ENCRYPTIONA Key Role for Quantum Entanglement
A method known as quantum key distribution has long held the promise of communication security unattainable in conventional cryptography. An international team of scientists, including ETH physicists, has now demonstrated experimentally, for the first time, an approach to quantum key distribution that uses high-quality quantum entanglement to provide much broader security guarantees than previous schemes.

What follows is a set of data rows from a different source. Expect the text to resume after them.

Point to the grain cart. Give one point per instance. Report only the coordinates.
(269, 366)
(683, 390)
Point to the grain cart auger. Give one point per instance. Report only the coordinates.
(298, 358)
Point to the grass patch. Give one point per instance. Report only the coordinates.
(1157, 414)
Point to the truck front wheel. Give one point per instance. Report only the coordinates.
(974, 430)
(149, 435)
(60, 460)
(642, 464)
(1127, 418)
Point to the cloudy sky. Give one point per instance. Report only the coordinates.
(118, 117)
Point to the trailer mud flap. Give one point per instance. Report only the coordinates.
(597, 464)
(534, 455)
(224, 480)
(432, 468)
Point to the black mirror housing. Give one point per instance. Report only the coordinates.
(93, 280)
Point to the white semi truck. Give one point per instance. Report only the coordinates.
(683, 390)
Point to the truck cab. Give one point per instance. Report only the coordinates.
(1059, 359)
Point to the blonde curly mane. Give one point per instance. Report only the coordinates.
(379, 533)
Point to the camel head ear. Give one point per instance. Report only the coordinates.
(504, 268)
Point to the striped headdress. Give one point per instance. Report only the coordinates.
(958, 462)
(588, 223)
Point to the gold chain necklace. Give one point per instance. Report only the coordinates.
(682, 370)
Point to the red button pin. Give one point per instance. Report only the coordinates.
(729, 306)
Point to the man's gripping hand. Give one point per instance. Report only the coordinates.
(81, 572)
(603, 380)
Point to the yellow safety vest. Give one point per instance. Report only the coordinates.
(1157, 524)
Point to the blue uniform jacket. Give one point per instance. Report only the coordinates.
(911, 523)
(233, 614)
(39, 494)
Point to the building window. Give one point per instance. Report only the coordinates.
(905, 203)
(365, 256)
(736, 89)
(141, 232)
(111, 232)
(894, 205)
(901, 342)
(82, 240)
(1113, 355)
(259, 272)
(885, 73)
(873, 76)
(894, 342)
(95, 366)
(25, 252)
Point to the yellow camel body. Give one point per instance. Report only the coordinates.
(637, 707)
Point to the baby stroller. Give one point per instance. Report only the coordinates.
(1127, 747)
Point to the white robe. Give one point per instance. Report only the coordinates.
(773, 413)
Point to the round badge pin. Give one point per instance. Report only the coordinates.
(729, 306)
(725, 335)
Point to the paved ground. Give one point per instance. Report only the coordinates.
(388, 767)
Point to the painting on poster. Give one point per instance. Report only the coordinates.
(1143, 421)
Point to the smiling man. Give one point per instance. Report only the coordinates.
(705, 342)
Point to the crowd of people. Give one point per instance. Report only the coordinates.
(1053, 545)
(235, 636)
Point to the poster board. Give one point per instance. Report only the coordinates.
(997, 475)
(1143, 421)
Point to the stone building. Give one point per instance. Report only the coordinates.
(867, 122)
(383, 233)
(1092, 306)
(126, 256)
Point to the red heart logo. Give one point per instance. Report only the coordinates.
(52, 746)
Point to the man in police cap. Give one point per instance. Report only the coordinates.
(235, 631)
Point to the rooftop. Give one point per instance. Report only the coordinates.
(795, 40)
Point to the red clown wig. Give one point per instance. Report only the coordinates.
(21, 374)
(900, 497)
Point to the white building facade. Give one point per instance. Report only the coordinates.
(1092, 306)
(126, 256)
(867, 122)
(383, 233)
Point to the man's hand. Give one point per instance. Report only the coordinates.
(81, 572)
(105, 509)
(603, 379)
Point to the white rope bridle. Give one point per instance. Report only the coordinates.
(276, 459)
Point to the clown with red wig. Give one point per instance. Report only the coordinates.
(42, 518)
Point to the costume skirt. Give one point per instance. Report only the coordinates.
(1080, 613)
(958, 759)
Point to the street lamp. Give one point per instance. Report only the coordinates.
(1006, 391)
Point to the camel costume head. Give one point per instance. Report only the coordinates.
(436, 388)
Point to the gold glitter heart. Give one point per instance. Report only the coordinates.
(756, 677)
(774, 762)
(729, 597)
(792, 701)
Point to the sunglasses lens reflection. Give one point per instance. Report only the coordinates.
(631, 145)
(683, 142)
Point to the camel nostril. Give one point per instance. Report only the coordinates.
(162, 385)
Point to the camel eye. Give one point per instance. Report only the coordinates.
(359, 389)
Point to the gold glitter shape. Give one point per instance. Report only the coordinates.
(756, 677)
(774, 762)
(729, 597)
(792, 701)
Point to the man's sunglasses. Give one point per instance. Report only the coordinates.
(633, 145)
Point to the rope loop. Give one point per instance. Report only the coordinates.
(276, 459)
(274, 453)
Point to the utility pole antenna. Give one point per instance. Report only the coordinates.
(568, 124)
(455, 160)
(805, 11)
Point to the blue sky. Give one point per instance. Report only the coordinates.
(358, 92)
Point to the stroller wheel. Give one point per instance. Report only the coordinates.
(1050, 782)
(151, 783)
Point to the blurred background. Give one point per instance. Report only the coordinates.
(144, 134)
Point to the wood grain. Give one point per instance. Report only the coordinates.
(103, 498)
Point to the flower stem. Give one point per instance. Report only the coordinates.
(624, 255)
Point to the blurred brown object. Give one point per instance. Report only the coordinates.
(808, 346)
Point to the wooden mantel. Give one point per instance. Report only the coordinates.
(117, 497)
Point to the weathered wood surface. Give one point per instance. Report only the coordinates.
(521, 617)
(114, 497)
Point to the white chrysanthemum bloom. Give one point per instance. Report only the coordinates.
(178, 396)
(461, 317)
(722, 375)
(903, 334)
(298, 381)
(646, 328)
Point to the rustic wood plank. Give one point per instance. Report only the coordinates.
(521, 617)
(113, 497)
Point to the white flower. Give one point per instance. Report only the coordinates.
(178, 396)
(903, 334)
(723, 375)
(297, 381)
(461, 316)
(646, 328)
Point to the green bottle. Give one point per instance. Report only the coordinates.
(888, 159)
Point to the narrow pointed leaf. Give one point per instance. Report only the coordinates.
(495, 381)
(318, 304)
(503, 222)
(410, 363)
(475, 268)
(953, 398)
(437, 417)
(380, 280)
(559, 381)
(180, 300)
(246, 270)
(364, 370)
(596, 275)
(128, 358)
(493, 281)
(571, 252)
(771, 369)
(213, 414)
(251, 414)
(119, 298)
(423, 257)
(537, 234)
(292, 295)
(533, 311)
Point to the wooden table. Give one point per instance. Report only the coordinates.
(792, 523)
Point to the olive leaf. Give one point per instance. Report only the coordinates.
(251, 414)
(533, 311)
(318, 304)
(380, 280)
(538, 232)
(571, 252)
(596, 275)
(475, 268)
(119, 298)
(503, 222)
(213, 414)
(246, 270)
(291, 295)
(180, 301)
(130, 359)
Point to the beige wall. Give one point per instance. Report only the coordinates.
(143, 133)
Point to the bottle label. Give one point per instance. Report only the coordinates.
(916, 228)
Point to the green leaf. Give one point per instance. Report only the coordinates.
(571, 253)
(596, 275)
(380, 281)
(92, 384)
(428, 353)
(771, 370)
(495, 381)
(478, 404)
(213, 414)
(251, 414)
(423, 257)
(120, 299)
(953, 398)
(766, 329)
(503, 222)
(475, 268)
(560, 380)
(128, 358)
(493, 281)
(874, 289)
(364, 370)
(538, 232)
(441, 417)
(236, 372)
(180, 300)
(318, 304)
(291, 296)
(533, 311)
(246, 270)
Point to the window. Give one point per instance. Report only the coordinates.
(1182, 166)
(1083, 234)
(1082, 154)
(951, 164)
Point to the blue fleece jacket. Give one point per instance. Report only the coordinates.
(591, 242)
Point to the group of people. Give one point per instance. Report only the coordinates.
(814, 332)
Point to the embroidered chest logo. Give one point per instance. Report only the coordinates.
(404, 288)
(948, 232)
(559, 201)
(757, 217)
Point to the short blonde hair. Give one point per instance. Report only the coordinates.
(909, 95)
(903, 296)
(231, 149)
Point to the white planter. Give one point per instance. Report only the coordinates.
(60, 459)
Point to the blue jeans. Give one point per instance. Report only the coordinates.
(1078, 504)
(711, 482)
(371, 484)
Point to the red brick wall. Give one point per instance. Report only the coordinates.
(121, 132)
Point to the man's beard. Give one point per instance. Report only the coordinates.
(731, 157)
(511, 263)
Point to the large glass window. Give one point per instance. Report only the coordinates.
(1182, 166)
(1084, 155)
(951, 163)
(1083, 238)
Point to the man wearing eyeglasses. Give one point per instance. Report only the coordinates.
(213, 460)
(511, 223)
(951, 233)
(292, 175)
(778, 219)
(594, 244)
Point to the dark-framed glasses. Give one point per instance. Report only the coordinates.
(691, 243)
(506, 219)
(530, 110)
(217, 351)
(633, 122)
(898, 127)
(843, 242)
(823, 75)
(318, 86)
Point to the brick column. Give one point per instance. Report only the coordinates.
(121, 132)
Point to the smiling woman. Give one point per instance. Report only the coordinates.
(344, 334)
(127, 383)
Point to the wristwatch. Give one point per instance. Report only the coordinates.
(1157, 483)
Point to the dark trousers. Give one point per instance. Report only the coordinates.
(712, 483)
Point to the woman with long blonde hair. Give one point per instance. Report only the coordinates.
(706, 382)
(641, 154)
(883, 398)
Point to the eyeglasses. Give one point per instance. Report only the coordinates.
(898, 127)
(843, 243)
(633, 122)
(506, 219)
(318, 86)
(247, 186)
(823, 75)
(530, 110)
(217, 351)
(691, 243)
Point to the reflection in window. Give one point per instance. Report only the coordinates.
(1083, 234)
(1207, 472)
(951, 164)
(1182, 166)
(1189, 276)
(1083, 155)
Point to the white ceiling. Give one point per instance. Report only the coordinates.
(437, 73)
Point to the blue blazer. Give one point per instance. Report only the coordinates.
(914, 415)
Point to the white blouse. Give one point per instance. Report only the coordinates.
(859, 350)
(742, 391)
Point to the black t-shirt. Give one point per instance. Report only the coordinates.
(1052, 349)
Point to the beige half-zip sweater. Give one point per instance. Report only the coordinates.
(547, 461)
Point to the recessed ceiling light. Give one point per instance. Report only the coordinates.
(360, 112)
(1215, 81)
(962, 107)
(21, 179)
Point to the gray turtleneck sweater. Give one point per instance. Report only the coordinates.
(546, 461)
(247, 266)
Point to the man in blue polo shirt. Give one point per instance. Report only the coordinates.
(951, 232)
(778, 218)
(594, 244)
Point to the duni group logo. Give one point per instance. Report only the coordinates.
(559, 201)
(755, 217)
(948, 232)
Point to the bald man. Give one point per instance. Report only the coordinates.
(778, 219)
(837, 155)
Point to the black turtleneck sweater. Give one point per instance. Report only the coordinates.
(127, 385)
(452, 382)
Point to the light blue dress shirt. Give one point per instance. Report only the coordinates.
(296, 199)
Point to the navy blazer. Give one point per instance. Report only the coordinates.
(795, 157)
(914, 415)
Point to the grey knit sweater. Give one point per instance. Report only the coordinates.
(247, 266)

The art of cryptography is to skillfully transform messages so that they become meaningless to everyone but the intended recipients. Modern cryptographic schemes, such as those underpinning digital commerce, prevent adversaries from illegitimately deciphering messages — say, credit-card information —by requiring them to perform mathematical operations that consume a prohibitively large amount of computational power. Starting from the 1980s, however, ingenious theoretical concepts have been introduced in which security does not depend on the eavesdropper’s finite number-crunching capabilities. Instead, basic laws of quantum physics limit how much information, if any, an adversary can ultimately intercept. In one such concept, security can be guaranteed with only a few general assumptions about the physical apparatus used. Implementations of such ‘device-independent’schemes have long been sought after, but remained out of reach. Until now, that is. Writing in Nature, an international team of researchers from the University of Oxford, EPFL, ETH Zurich, the University of Geneva and CEA (France) report the first demonstration of this sort of protocol — taking a decisive step towards practical devices offering such exquisite security (also see this Nature article).
The Key Is a Secret
Secure communication is all about keeping information private. It might be surprising, therefore, that in real-world applications large parts of the transactions between legitimate users are played out in public. The key is that sender and receiver do not have to keep their entire communication hidden. In essence, they only have to share one ‘secret’; in practice, this secret is string of bits, known as a cryptographic key, that enables everyone in its possession to turn coded messages into meaningful information. Once the legitimate parties have ensured for a given round of communication that they, and only they, share such a key, pretty much all the other communication can happen in plain view, for everyone to see. The question, then, is how to ensure that only the legitimate parties share a secret key. The process of accomplishing this is known as ‘key distribution’.